After a moment all of the boys got on their knees and looked up at Wendy with loving eyes.
"We love you, Mother Wendy!"
Wendy lifted her hand up to her heart and smiled through the tears that were pouring down her face. "And I love you, my dearest Lost Boys."
The boys all smiled at the title and stood up once more at the prodding of Aunt Millicent, who was trying to discreetly dab at her eyes.
Then Wendy purposely turned to face her father, and she immediately saw that he was crying too.
Slowly the girl wrapped her arms around him and buried her face into his chest, "I love you father."
George Darling had never been good at expressing his emotions, but Wendy knew that he loved her too. Even if he had a hard time saying it.
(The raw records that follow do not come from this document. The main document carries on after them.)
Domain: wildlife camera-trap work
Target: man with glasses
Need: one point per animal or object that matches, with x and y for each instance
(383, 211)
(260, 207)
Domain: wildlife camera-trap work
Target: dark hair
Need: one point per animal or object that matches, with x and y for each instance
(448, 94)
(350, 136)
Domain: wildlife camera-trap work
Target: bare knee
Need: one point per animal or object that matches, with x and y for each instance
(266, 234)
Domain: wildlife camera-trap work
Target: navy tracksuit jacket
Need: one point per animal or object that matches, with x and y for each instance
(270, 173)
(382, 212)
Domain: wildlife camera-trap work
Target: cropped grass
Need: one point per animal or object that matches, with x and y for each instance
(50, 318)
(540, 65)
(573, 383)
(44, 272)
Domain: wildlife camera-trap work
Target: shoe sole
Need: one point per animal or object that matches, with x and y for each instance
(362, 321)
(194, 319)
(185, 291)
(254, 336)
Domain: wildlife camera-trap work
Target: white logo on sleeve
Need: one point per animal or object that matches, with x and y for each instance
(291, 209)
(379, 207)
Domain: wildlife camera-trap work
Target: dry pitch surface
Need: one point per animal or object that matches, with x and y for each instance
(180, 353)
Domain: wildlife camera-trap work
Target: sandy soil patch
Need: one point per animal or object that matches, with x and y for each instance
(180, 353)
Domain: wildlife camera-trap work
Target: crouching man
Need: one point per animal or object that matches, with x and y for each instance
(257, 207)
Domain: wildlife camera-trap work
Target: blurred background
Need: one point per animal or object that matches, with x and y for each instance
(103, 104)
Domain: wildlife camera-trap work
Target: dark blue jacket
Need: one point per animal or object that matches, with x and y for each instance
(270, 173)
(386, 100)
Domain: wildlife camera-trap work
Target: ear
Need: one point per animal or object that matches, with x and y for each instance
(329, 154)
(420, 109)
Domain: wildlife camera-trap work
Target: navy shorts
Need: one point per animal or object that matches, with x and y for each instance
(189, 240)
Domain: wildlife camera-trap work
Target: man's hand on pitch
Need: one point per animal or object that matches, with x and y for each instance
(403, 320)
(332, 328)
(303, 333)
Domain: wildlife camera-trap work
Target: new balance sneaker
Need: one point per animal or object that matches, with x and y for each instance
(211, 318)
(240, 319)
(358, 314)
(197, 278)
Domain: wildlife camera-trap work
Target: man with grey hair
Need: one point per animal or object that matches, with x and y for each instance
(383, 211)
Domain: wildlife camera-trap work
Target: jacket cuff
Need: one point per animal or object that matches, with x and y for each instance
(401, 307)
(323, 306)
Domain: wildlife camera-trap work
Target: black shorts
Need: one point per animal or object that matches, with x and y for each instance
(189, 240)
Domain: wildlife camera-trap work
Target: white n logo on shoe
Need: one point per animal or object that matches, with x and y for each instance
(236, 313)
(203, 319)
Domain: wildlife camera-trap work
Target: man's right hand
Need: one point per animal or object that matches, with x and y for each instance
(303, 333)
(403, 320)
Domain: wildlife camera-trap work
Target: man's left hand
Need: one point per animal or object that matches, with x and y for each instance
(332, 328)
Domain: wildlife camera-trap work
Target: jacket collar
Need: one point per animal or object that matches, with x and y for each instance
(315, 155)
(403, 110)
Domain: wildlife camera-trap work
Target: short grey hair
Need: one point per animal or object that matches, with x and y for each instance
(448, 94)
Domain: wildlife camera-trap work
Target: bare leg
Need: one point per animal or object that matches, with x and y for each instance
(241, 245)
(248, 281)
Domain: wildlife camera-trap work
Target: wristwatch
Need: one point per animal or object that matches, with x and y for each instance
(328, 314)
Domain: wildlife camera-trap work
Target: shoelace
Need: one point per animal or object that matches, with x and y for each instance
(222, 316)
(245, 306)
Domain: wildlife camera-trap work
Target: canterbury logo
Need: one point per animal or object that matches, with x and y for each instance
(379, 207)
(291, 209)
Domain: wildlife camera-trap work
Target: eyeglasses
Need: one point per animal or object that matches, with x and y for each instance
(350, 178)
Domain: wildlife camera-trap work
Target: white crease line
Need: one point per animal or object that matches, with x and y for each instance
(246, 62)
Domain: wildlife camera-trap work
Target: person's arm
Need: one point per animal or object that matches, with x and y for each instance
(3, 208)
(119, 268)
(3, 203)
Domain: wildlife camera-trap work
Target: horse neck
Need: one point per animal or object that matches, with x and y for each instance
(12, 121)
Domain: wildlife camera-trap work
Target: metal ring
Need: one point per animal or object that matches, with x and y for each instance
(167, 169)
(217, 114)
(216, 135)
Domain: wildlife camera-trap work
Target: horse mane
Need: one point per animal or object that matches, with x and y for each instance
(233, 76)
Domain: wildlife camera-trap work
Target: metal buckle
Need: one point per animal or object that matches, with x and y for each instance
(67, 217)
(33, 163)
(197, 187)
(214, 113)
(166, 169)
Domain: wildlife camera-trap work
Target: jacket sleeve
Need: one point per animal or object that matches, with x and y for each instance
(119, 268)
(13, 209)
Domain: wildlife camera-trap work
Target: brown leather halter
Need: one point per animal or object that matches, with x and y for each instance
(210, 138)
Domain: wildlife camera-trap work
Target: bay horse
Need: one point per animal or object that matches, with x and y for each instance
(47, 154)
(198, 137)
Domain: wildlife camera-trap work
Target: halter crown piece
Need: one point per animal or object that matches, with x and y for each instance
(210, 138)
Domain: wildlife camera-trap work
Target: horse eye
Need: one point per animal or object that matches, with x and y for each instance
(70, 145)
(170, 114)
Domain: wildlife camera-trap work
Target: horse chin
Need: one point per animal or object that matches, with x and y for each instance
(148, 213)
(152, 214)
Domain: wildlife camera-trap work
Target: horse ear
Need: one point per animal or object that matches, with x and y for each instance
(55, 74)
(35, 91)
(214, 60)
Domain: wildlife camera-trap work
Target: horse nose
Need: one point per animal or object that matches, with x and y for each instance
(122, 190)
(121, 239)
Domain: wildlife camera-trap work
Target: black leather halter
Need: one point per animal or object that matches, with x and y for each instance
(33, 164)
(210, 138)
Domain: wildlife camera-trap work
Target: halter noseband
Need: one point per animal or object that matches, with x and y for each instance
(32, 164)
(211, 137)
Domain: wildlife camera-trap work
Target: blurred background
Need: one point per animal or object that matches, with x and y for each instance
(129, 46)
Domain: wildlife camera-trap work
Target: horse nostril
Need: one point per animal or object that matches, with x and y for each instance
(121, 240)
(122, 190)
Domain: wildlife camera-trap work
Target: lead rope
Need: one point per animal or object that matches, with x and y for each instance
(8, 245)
"I-I-I-I. . . That is to say . . . Have a safe jour-journey, dear."
Wendy stood on tiptoes and laid a tender kiss on her father's cheek, making sure she didn't bump his glasses with her nose in the process, "Farewell father."
Then with the help of her brother John, she muscled her baggage out to the carriage that had been waiting, and got in.
As the carriage pulled away from house, Wendy closed her eyes and lost herself in her stories, taking comfort in the familiar tales, as she left everything she held dear.
And not to long after closing her eyes, the young woman fell asleep, unaware of anything but her own dreams.
George Darling was worried about his daughter. Not only was she strong-willed and independent, but she had proved to be a disgrace to her family time and time again, making it nearly impossible for her brothers to progress in society and gain status fitting of their heritage.
So it had been decided that Wendy would leave London in the false pretenses that she was going to live with a private tutor, when in fact she would be in the company of one, Captain James Gray.
The Captain was a man of wealth and dignity who had inquired for Wendy's hand in marriage several months prior. And with the girl's uncanny knack of scaring men away, the Darlings had jumped at the opportunity, happily promising their daughter's hand to him once she reached his estate in the country.
Though George had felt horrible about lying to Wendy, he knew he had to do what was in her best interests. And marrying a rich sea captain was more than anyone would have thought possible for the outspoken storyteller. So with a heavy heart, Mr. Darling wished his daughter a safe journey, knowing full well that the next time he saw her she would be a married woman.
As the carriage faded out of sight, Mr. Darling cried, knowing that he had betrayed his lovely daughter . . . His Wendy.